İyiye, güzele, hayra dair atılan adımları “yanlış anlaşırsak” diye atmıyor, ya da atanları “yanlış anlıyoruz” bir şekilde.

Bir basın mensubu olarak en fazla seçim döneminde yaşıyoruz yanlış anlaşılma durumlarını.

Yanlış anlama ve durumdan vazife çıkarma konusunda “gaz verenlerle”, “gaza gelenler” arasında bir gönül bağı olduğu için, Allah’ın bildiğini kula bildiremiyorsunuz.

NEDEN YANLIŞ ANLIYORUZ?

Aslında yanıtı çok basit.

Kişi kendinden bilirmiş işi. Memlekette karşınızdaki kendiniz gibi görürsünüz ve o gözle değerlendirirsiniz olayları.

O yüzden şehrin yanlış anlaşılma noktasında yaşadığı içsel problemleri ancak kişiler olarak kendi dünyamızda çözüme kavuşturabiliriz.

Bunu kimi zaman yanlış anlaşılma pahasına doğruları yaparak başarırsınız. Zamanla aslında niyetinizin doğruyu, güzeli, yaşadığınız topluma, güzel Yozgat’a hizmet etmek olduğunu ortaya koyarak koyarsınız.

Bunun için önce iç dünyamızdaki yanlışları düzelterek başlamalıyız.

Sonrası biraz sabır, biraz gayret ile zaten olur.

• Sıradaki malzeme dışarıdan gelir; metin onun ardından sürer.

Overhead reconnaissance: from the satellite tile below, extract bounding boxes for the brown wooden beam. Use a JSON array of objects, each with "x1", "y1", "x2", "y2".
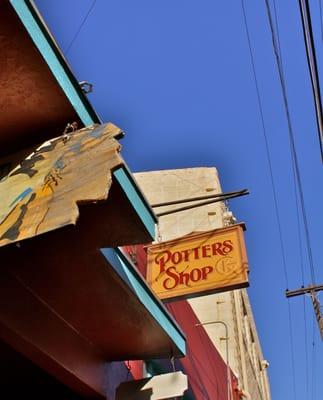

Zor mu, zor ama imkansız değil.

SİYASETTE YANLIŞ, HAK RIZASINDA YANLIŞ

Yanlış anlaşılmalar noktasında siyasette olduğu gibi Allah’ın doğruları noktasında dahi Yozgat’ta sınıflara bölünmüşüz.

Maalesef ve üzülerek söylemek istiyorum ki, Hak’kın doğrusu, yandaşımın doğrusunun yanında gölgede kalıyor çoğu zaman.

Hal böyle olanca insanın insana inancı da kalmıyor.

Zaman, insanı yalnızlaştırıyor…

Karşılıklı güven bunalımı yaşatıyor.

Samimiyetsizlik doğuyor.

Yozgat’ta da durum bu şekilde.

Yanlış anlaşılmalar şehrinde yaşamak ne kadar kolaydır ya da zordur yaşayanlar olarak hesabını siz yapın.

Siyasetin yanlış anlaşılmışlığını kabul ediyorsunuz ama iş Hak’kın rızası mevzuuna geldiğinde bir birimize rol kesiyoruz ya işte o can acıtıyor.